New Delhi: Air India’s new board has asked the national carrier to compile a report on the freebies and perks offered to serving and retired officials as it prepares a second turnaround plan in less than a year, which will determine whether the airline gets the next tranche of state funds.
Integration process: The airline has awarded a $190 million, 10-year IT contract to SITA to set up a common reservation system. PTI
“This will include all accounted and unaccounted perks for retired, working officials,” said a government official familiar with the process, who didn’t want to be named.
The 6 April decision was taken by the newly appointed board that includes Anand Mahindra, vice-chairman and managing director of Mahindra and Mahindra Ltd, Federation of Indian Chambers of Commerce and Industry general secretary Amit Mitra, industrialist Harsh Neotia and former Indian Air Force chief Fali H. Major.
This comes after the aviation ministry last month directed the state-owned carrier run by National Aviation Co. of India Ltd to award free life-long upgrades to first-class travel for two dozen retired secretaries and free upgrades to their immediate family members. The carrier also offers free tickets and upgrades to retired officials and immediate family members, besides pension benefits. The airline has never disclosed the amount it loses because of such perks.

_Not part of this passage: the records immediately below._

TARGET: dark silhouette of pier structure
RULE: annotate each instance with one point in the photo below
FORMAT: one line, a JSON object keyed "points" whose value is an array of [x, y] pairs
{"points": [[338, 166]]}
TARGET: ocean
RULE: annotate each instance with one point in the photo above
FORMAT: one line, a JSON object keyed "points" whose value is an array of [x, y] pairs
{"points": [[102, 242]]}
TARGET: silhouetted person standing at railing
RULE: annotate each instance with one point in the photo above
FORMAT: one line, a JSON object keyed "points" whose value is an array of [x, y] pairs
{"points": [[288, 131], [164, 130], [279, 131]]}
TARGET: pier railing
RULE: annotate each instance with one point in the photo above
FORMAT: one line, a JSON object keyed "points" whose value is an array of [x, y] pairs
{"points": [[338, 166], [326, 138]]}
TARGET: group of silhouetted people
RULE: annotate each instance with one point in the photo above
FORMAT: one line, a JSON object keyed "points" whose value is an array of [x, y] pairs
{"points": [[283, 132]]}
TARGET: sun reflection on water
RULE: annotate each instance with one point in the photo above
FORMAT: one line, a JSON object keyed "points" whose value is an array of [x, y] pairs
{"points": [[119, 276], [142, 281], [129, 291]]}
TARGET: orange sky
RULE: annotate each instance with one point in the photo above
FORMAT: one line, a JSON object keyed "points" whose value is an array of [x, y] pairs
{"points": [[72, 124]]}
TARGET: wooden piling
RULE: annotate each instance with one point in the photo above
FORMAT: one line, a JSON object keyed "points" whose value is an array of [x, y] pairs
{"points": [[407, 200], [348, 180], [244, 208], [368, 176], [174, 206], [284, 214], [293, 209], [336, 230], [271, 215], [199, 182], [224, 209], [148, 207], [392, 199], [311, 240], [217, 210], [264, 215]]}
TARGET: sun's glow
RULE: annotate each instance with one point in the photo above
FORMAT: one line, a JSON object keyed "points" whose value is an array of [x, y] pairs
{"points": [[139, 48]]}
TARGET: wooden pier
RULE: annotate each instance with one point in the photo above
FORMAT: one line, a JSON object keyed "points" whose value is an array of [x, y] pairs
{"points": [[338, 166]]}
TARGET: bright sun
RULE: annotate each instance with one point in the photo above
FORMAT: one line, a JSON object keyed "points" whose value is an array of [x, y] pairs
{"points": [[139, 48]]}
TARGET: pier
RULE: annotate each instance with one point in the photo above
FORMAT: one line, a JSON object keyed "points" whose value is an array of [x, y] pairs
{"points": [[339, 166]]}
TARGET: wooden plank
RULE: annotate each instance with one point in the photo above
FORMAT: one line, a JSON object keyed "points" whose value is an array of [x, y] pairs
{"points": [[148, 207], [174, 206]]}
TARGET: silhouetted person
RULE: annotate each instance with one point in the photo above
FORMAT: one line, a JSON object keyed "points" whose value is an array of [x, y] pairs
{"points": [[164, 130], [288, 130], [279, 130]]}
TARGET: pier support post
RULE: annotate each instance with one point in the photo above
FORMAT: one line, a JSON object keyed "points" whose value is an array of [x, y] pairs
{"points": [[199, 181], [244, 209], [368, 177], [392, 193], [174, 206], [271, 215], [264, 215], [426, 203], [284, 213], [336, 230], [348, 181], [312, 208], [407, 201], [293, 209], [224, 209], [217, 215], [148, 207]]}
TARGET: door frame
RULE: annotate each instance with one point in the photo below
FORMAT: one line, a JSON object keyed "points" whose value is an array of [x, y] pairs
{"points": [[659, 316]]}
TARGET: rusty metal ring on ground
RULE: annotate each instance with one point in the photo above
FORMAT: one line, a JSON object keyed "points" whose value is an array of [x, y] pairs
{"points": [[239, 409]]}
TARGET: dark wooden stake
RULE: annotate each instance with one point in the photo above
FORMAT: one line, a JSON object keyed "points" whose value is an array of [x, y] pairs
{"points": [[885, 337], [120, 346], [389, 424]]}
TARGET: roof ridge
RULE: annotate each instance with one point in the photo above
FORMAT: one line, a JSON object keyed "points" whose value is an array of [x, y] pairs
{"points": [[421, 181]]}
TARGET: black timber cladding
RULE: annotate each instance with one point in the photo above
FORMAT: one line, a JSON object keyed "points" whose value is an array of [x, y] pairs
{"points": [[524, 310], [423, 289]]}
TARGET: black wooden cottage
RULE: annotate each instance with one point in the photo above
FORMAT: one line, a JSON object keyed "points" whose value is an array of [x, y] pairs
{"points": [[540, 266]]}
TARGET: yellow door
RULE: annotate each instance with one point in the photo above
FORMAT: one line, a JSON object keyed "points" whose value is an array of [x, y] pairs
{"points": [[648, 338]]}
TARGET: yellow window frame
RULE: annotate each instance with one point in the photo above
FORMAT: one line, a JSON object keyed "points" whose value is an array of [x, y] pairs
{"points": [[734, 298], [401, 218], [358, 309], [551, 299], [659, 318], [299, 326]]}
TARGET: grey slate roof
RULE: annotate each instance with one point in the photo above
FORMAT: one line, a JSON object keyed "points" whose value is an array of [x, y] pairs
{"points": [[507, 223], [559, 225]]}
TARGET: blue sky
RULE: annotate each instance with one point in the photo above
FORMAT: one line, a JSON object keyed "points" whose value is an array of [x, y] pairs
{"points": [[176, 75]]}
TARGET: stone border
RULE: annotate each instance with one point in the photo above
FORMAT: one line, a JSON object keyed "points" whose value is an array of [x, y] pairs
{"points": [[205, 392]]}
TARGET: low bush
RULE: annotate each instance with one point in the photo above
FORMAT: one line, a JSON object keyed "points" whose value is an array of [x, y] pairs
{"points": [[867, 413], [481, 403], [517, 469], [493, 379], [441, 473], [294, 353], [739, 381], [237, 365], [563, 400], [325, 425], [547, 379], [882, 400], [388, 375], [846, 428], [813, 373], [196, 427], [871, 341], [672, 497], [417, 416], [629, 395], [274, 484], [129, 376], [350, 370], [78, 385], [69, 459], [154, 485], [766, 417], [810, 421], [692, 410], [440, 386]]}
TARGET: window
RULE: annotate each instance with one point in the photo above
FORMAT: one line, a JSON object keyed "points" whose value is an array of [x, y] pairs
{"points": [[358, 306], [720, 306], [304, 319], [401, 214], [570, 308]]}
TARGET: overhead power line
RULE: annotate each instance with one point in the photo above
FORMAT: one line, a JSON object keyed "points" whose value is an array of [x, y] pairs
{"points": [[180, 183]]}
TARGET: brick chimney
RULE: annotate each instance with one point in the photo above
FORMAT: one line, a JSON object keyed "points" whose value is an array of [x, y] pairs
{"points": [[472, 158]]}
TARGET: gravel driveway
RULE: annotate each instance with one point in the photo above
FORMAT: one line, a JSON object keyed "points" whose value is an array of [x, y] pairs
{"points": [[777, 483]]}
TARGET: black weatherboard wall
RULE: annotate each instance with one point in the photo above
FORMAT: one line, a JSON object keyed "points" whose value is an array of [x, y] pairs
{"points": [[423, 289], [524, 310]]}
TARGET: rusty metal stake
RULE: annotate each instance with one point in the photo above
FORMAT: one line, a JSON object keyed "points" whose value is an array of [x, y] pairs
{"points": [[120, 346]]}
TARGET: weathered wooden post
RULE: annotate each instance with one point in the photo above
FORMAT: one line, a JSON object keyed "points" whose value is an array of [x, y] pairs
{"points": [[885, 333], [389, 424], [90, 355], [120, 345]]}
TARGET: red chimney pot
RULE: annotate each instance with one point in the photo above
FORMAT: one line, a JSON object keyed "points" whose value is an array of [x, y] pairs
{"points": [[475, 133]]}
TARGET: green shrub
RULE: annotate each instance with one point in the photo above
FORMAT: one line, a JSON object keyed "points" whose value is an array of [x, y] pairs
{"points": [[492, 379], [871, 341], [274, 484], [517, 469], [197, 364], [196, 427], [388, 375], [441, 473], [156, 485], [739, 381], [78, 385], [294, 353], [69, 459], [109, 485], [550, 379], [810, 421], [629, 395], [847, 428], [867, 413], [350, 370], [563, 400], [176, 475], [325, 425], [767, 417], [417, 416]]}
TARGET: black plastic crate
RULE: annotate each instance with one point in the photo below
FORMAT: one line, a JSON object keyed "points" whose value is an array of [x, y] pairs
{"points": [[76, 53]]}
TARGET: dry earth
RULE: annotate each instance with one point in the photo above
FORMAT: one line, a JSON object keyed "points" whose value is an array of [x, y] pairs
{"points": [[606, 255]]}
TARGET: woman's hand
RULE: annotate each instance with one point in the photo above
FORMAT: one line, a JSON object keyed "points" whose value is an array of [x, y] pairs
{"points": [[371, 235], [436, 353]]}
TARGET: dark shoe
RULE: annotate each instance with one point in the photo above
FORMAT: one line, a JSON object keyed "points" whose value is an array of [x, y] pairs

A report is likely to be submitted at the next board meeting, the date for which is yet to be finalized, said another official who also didn’t want to be identified.
In a bid to save costs, Air India last year downgraded all senior airline employees to economy class travel but reversed the order later in the same year. The government has said Air India needs to show substantial savings, without specifying a number, before it infuses an additional Rs1,200 crore in equity.
The ministry’s March directive, a copy of which is with Mint, asked the carrier for the free upgrades for certain retired bureaucrats and their immediate families.
Air India has lost in excess of $2 billion (Rs8,900 crore today) over the past two years and has been seeking government support to tackle its debt on account of aircraft purchases valued at Rs50,000 crore.
“No government across the world provides this,” said Mohan Ranganathan, a Chennai-based aviation safety expert and former Indian Airlines employee, referring to the ministry’s directive. “The first thing that the new COO has to do is put a stop to is this nonsensical practice.”
Air India picked a new chief operating officer in Gustav Baldauf at the 6 April meeting to turnaround the debt-ridden firm.
Meanwhile, the airline said on Thursday that it was speeding up its information technology integration process and has awarded a $190 million, 10-year IT contract to Switzerland-based SITA to set up a common reservation system.
“Implementation of the Horizon Passenger Services System will complete the merger of Air India with the former domestic carrier Indian Airlines and enable us to align processes and systems to meet Star Alliance standards,” Air India chairman and managing director Arvind Jadhav said in a statement on Thursday.
Air India has applied to join the Star Alliance grouping of carriers by the end of this year and needs to meet minimum standards before that. Air India travellers would then able to connect seamlessly to destinations on flights of more than one airline, besides availing other benefits.
SITA has been granted about 300 days to implement the system, according to an Air India official who asked not to be named. The contract was signed on April 1, the official said.